How to tell apart: Akaganeite is the harder of the two (Mohs 3-4 vs. 2); streak differs — Lawrencite leaves white, Akaganeite leaves yellowish-brown; luster reads vitreous on Lawrencite and dull on Akaganeite.

How to tell apart: Iron Ore is the harder of the two (Mohs 5-6.5 vs. 2); streak differs — Lawrencite leaves white, Iron Ore leaves reddish-brown to black; luster reads vitreous on Lawrencite and metallic to submetallic on Iron Ore.

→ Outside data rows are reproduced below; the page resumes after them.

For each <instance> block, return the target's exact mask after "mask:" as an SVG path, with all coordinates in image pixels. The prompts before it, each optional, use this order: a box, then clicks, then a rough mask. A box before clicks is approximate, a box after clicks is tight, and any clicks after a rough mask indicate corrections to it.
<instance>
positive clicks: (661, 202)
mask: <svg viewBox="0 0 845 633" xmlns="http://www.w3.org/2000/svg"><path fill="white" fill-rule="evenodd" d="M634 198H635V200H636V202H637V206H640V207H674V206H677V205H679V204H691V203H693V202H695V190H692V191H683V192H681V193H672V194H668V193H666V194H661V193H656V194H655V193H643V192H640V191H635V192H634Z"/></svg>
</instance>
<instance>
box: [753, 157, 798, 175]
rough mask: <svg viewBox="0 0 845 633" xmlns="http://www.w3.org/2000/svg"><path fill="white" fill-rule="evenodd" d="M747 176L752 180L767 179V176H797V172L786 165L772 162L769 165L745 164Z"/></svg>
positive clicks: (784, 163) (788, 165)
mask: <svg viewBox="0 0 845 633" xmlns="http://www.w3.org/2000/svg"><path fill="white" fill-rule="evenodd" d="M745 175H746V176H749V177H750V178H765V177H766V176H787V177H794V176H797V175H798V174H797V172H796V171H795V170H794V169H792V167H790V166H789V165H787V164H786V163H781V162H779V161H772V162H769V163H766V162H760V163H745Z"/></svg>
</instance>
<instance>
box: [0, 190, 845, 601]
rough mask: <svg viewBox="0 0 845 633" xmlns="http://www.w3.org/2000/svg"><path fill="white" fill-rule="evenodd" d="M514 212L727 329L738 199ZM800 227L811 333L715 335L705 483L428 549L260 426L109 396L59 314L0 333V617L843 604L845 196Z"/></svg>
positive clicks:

Often found alongside lawrencite
Minerals reported to co-occur with lawrencite. Spotting these in float or country rock is a strong cue you are in the right ground.
All properties
- Chemical formula
- FeCl₂
- Mohs hardness
- 2
- Density
- 2.5-2.6 g/cm³
- Streak
- White
- Luster
- Vitreous
- Transparency
- Translucent
- Crystal system
- Trigonal
- Crystal habit
- Crusts, Granular, Efflorescent
- Cleavage
- None
- Rarity
- Rare
- Uses
- Collector
- Host rock
- Iron-nickel Meteorites
- Typical price
- $20-100 per specimen
Where rockhounds find lawrencite
Classic worldwide localities
- Atacama Desert, Chile
- Campo del Cielo, Argentina
- Various iron meteorite find sites
Field-hunting tip
Look in iron-nickel meteorites country — that is the host setting where lawrencite typically forms. If you start seeing goethite, kamacite, taenite in float, you are in the right ground. Field specimens usually show a crusts, granular, efflorescent habit, so train your eye for that shape before scanning the outcrop.